In a previous tut I covered creating vector textures; but a common concern is that vector textures create extremely large files. In this tutorial I will outline the process of creating and using bitmap textures. This will help you cut the file sizes down without compromising your image.
I thought that with the extremely large, and ever expanding waistlines of this country (USA), we all need to think about cutting down a bit; what better way than to use some healthy fruit & veggies to showcase the process. You have your basic, simple vector drawings of a pear, potato, and peach. They are nice, but could be nicer. Incorporating some textures will really help to give this illustration some visual interest.
Texture Time. Step away (from the computer) and play. We’ll need a variety of textures; so don’t be scared to try a few different things. Look for a range of textures from super bold, with a lot of contrast to subtle.
To make my textures, I’m using a small paint roller on different types of paper. Paper towel and crumbled paper are great to use.
Scan the textures. Keep in mind which texture will coincide with each fruit or vegetable. The lightest, most subtle texture, will be used for the pear.

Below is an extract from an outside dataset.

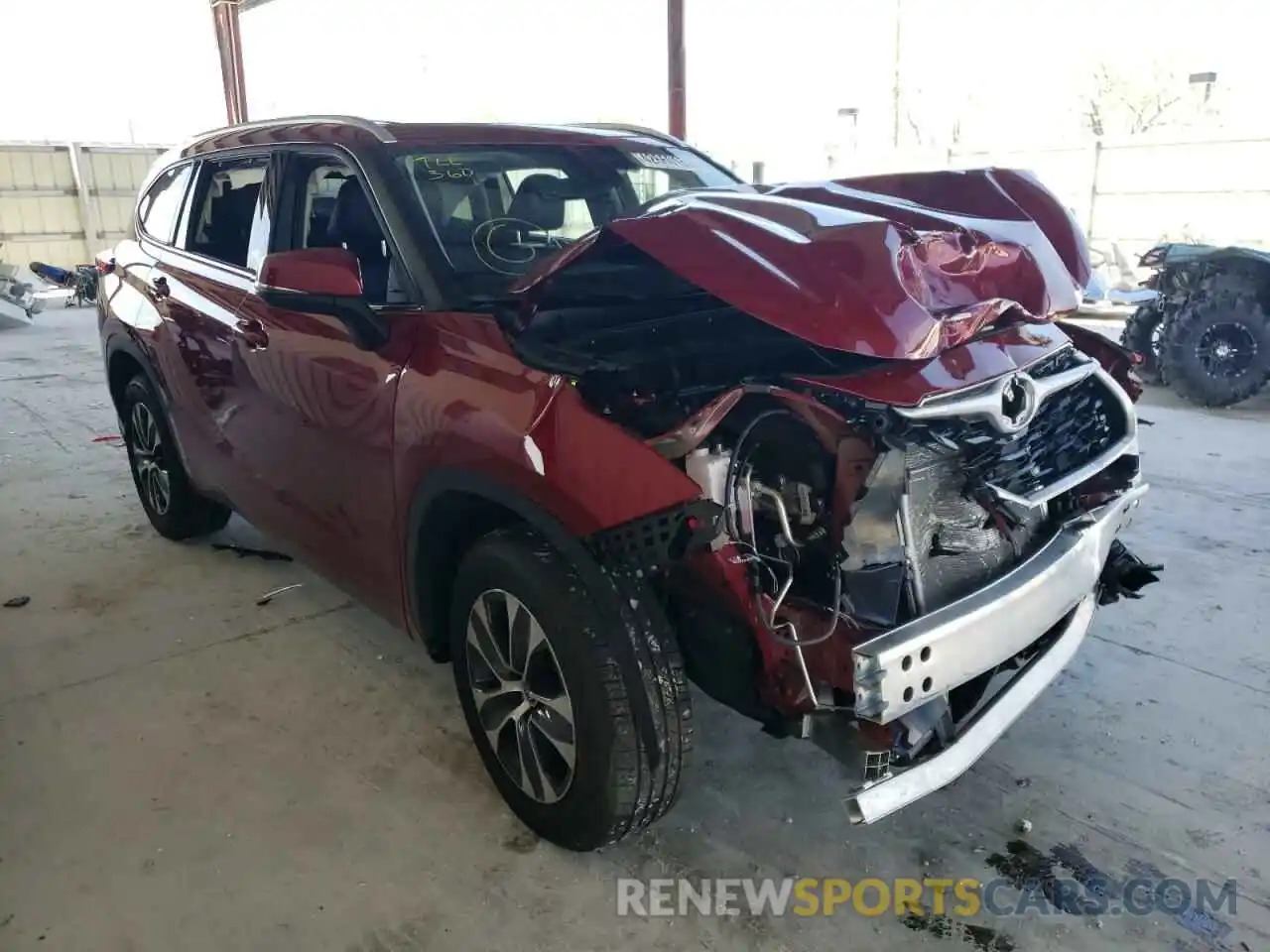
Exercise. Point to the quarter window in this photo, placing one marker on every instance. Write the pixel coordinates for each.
(160, 207)
(225, 204)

The medium texture is not too light and has a bit of contrast. Since peaches often are a splotchy combination of yellow and red this should work quite nicely.
The potato calls for a rough, bold texture.
For the sake of variety here are a few extra textures, just in-case we need them.
Convert the image to black & white pixel. The way I prefer to do this is to use the Threshold option in Photoshop. Go to Image > Adjustments > Threshold.
Use the Threshold slider to get the desired contrast. Click OK.
Clean up the edges of the texture image using the pencil tool set to white (I’m using pink for display purposes). Its not absolutely necessary but I prefer to keep things tidy.
Convert the color mode to Grayscale.
Next, go to Image > Mode > Bitmap
Depending on the resolution for the final artwork, decide the pixel per inch output.
Save as a .tiff. I like to label the file ‘Bitmap’, to keep things organized.
Do this to each texture. The ‘extras’ file needs to be split into separate .tiff files. Crop and save each ‘section’ as a separate .tiff file. Here is what I have, the 3 specific .tiff files and 3 additional ‘extras’ ready to go into Illustrator.
Next, open the original Illustrator file and go to File > Place and select the bitmap texture .tiff’s.
From here it’s easy, simply select the .tiff and choose a color from the swatch palette.
Using a simple clipping mask, integrate the textures into the illustration.
The beauty of tiffs, besides the file size being a fraction of what it would be if the textures were vector, is that you can work with .tiff exactly the same way you would if they were vector. Simply choose a swatch to change the color.
Just to make your illustration extra special, you could use additional textures to bring the entire illustration to life. I’ve used small textures as shadows on the ground and clouds in the sky.
I realize this is a Photoshop heavy ‘Vector’ tut, but with the main use of the tiff textures in Ai, it shows how to get the most out of Illustrators capability to use both raster images and vector shapes. While this is a simple process, it really helps to keep the file size down, and it looks delicious.